Remove a color cast in three steps

  1. 1

    Upload the tinted photo

    Open Magic Eraser on the web, iOS, or Android and upload the image with the unwanted tint. It handles indoor shots under artificial light, outdoor shade and snow scenes, and old photos that have yellowed with age.

  2. 2

    Point to a neutral reference

    Mark an area that should be white or gray — a wall, a shirt, paper, or clouds. That reference tells the AI which way the cast is pulling, so it knows what truly neutral should look like in your scene.

  3. 3

    Correct and review

    Apply the correction and the AI rebalances the whole image away from the cast. Check skin tones and whites for a natural result, ease the strength if it overshoots into the opposite tint, then export the corrected photo.

Best for

  • Fixing the orange tungsten tint from indoor lamp and bulb lighting
  • Removing the green cast that office and store fluorescents leave
  • Warming up blue shots taken in open shade or on snow
  • Restoring natural skin tones under mixed indoor lighting
  • Cleaning up yellowed, faded color in old scanned photos
  • Neutralizing the underwater blue-green tint in pool and dive shots
  • Recovering whites and grays so products photograph true to color
  • Matching color across a set of photos shot under different lights

What to expect from color-cast removal

Correction works best when the photo contains something that should be neutral — a white wall, gray pavement, paper, or a plain shirt gives the AI a dependable anchor for what the cast is hiding. The stronger and more even the tint, the more reliably it can be reversed; a uniform orange room corrects cleanly, while a scene lit by two different-colored sources at once (a warm lamp plus cool window light) is harder, because no single white balance fits both halves of the frame and fixing one can leave the other slightly off. A heavy cast also costs you color information the camera never recorded — if a deep tungsten orange clipped a channel, the AI reconstructs a plausible neutral rather than recovering exact original color, so extreme casts may not return perfectly true tones. Pushing the correction too far can swing the image into the opposite tint, so favor a balanced result over an aggressive one. This is white-balance correction across the whole image, not localized cleanup: for a bright spot in one place use glare removal, and for darkened corners use vignette removal instead.

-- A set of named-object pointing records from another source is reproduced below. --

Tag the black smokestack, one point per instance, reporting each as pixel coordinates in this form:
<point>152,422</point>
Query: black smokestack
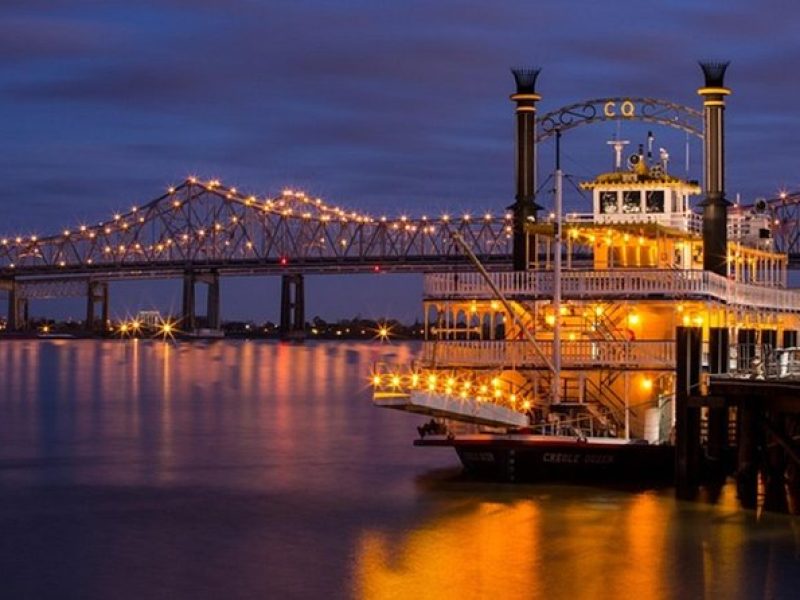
<point>525,208</point>
<point>715,206</point>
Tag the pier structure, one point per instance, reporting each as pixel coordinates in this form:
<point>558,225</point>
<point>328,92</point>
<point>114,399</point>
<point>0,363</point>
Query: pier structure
<point>739,415</point>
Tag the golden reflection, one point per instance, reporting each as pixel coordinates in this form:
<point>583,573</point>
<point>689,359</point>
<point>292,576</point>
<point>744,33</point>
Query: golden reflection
<point>487,552</point>
<point>569,543</point>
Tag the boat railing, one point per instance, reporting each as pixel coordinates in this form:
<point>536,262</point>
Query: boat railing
<point>762,361</point>
<point>686,221</point>
<point>613,283</point>
<point>643,354</point>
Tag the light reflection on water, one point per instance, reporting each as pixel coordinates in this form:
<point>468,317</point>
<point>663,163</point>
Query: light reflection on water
<point>260,470</point>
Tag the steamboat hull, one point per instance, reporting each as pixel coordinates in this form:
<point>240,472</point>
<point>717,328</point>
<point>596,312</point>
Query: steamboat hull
<point>537,459</point>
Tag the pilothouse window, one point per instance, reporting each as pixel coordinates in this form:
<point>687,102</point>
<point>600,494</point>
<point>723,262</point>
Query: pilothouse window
<point>655,201</point>
<point>608,202</point>
<point>631,201</point>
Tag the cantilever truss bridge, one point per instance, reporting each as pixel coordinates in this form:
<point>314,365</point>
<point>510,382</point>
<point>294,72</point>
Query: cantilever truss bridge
<point>206,225</point>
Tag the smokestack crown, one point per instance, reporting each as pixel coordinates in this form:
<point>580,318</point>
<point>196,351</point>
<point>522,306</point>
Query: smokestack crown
<point>526,79</point>
<point>714,72</point>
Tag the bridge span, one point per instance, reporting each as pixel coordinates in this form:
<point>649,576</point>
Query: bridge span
<point>202,230</point>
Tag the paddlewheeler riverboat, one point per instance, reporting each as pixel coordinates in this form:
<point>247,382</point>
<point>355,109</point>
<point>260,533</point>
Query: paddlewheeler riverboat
<point>565,367</point>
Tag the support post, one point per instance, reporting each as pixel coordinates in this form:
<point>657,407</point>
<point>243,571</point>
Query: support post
<point>688,353</point>
<point>715,206</point>
<point>96,291</point>
<point>718,362</point>
<point>748,440</point>
<point>187,313</point>
<point>525,206</point>
<point>213,301</point>
<point>14,318</point>
<point>774,471</point>
<point>292,325</point>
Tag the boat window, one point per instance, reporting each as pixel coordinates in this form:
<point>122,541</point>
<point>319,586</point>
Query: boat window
<point>631,201</point>
<point>608,202</point>
<point>655,201</point>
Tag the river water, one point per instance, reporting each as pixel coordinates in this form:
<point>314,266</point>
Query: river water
<point>143,469</point>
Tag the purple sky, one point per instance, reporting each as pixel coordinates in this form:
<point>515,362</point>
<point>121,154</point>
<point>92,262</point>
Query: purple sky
<point>385,107</point>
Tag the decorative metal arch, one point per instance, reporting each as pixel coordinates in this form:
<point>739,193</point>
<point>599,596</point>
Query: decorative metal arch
<point>648,110</point>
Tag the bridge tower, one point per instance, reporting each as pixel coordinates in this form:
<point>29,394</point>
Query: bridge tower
<point>525,207</point>
<point>715,206</point>
<point>17,315</point>
<point>96,292</point>
<point>293,314</point>
<point>188,315</point>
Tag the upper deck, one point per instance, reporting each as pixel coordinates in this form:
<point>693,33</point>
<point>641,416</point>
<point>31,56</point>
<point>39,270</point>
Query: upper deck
<point>612,284</point>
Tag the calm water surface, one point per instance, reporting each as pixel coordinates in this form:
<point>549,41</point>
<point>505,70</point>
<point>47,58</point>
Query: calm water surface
<point>260,470</point>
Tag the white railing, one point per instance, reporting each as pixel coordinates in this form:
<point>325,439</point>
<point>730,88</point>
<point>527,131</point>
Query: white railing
<point>689,221</point>
<point>642,354</point>
<point>618,284</point>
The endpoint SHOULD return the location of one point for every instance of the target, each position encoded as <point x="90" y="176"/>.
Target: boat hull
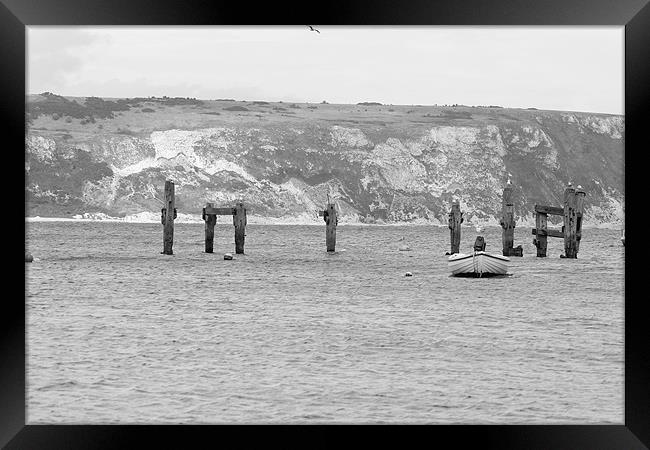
<point x="478" y="264"/>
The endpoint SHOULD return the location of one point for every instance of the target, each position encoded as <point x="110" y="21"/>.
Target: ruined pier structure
<point x="238" y="213"/>
<point x="508" y="223"/>
<point x="571" y="231"/>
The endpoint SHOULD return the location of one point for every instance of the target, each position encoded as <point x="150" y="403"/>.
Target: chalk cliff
<point x="382" y="163"/>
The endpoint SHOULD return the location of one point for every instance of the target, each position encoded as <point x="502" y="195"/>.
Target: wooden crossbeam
<point x="553" y="210"/>
<point x="549" y="232"/>
<point x="219" y="211"/>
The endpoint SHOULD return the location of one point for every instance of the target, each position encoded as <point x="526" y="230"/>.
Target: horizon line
<point x="495" y="106"/>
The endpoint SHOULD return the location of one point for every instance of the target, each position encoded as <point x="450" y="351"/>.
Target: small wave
<point x="62" y="384"/>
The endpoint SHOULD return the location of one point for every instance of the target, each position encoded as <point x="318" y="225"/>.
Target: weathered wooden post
<point x="330" y="216"/>
<point x="479" y="244"/>
<point x="239" y="221"/>
<point x="168" y="214"/>
<point x="580" y="205"/>
<point x="455" y="219"/>
<point x="541" y="238"/>
<point x="508" y="224"/>
<point x="570" y="247"/>
<point x="210" y="222"/>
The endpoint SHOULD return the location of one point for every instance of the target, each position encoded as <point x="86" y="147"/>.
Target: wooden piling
<point x="455" y="219"/>
<point x="570" y="223"/>
<point x="167" y="219"/>
<point x="479" y="244"/>
<point x="331" y="219"/>
<point x="210" y="222"/>
<point x="239" y="221"/>
<point x="580" y="205"/>
<point x="508" y="224"/>
<point x="541" y="233"/>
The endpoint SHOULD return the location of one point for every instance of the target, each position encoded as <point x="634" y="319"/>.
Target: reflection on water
<point x="118" y="333"/>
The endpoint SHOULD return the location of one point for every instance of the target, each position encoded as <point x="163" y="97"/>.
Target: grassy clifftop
<point x="391" y="163"/>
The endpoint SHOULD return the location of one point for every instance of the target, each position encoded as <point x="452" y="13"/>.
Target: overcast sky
<point x="562" y="68"/>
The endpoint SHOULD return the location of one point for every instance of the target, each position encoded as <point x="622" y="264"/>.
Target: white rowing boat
<point x="478" y="264"/>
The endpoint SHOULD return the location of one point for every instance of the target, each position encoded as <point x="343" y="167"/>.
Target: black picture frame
<point x="15" y="15"/>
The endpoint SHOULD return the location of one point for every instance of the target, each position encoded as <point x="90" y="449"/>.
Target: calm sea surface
<point x="118" y="333"/>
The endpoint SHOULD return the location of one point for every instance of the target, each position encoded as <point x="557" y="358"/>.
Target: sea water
<point x="118" y="333"/>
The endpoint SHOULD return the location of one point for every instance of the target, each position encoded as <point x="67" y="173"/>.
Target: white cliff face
<point x="398" y="167"/>
<point x="611" y="126"/>
<point x="119" y="151"/>
<point x="288" y="172"/>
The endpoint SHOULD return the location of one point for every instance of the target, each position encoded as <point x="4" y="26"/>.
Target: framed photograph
<point x="407" y="215"/>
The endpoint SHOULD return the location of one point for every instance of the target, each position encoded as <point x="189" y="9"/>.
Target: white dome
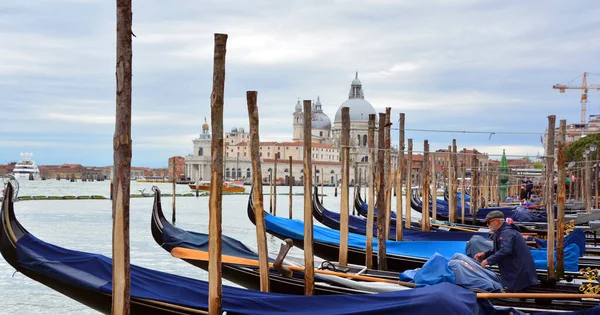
<point x="321" y="121"/>
<point x="359" y="110"/>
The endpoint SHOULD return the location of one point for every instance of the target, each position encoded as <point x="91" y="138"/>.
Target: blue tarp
<point x="94" y="272"/>
<point x="424" y="249"/>
<point x="358" y="225"/>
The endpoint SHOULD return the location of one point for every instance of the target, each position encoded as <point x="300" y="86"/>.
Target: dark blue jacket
<point x="510" y="252"/>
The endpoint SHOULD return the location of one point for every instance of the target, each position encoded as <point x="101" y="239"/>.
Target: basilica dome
<point x="360" y="109"/>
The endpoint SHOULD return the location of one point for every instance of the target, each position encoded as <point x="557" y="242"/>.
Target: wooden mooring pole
<point x="309" y="263"/>
<point x="257" y="197"/>
<point x="122" y="152"/>
<point x="425" y="224"/>
<point x="407" y="214"/>
<point x="550" y="193"/>
<point x="344" y="207"/>
<point x="381" y="198"/>
<point x="371" y="200"/>
<point x="561" y="199"/>
<point x="399" y="195"/>
<point x="291" y="180"/>
<point x="173" y="219"/>
<point x="215" y="298"/>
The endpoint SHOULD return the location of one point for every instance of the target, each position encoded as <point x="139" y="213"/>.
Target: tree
<point x="575" y="150"/>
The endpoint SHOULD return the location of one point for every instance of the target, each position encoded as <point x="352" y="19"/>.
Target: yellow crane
<point x="584" y="87"/>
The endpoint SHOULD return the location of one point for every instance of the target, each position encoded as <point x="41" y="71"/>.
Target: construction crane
<point x="585" y="87"/>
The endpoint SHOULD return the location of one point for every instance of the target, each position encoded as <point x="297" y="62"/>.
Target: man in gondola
<point x="510" y="252"/>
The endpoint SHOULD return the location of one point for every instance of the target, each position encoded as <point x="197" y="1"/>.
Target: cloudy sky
<point x="447" y="64"/>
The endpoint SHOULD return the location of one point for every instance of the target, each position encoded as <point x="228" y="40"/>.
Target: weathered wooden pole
<point x="381" y="206"/>
<point x="399" y="208"/>
<point x="309" y="263"/>
<point x="474" y="187"/>
<point x="344" y="207"/>
<point x="408" y="208"/>
<point x="425" y="224"/>
<point x="561" y="199"/>
<point x="174" y="193"/>
<point x="452" y="204"/>
<point x="550" y="200"/>
<point x="434" y="188"/>
<point x="257" y="196"/>
<point x="463" y="189"/>
<point x="122" y="163"/>
<point x="371" y="200"/>
<point x="291" y="179"/>
<point x="216" y="180"/>
<point x="388" y="171"/>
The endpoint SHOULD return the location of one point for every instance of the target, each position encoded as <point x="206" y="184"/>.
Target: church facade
<point x="326" y="141"/>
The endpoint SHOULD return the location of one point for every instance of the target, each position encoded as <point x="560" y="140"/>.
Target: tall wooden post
<point x="371" y="200"/>
<point x="463" y="189"/>
<point x="274" y="177"/>
<point x="291" y="180"/>
<point x="388" y="171"/>
<point x="452" y="204"/>
<point x="344" y="208"/>
<point x="216" y="180"/>
<point x="434" y="188"/>
<point x="474" y="187"/>
<point x="309" y="263"/>
<point x="426" y="178"/>
<point x="122" y="163"/>
<point x="257" y="196"/>
<point x="399" y="209"/>
<point x="407" y="214"/>
<point x="550" y="201"/>
<point x="381" y="206"/>
<point x="174" y="193"/>
<point x="561" y="199"/>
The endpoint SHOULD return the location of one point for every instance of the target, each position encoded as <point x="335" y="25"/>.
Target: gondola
<point x="400" y="255"/>
<point x="87" y="278"/>
<point x="168" y="237"/>
<point x="189" y="240"/>
<point x="358" y="225"/>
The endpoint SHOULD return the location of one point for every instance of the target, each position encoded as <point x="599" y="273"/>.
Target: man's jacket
<point x="513" y="257"/>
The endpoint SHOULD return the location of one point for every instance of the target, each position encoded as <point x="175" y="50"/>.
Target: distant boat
<point x="26" y="169"/>
<point x="154" y="179"/>
<point x="227" y="186"/>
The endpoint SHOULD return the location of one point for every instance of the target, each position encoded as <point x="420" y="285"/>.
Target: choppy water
<point x="86" y="225"/>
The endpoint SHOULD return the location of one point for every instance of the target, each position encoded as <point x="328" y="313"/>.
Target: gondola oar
<point x="186" y="253"/>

Frequently asked questions

How is a color cast different from glare or vignette?
A color cast is a tint that affects the entire photo evenly — an overall orange, green, or blue shift from the lighting. Glare is a bright spot in one spot, and a vignette is darkening at the corners. Color-cast removal rebalances the whole image; for those localized issues, use Magic Eraser's glare or vignette tools.
Do I need to know what caused the cast?
No. You do not have to identify the bulb or light source. Pointing the AI at something that should be white or gray is enough — it reads the tint from that reference and corrects the rest of the image automatically.
Can it fix a really strong tint?
Often, but with limits. Mild and moderate casts reverse cleanly. A very heavy cast can clip color the camera never captured, so the AI rebuilds a plausible neutral instead of recovering exact original tones — close to correct, but not always perfect on extreme cases.
Is color-cast removal free?
Yes. Magic Eraser's free tier corrects color casts on web, iOS, and Android. Upload the tinted photo, mark a neutral reference, and export the rebalanced result at no cost.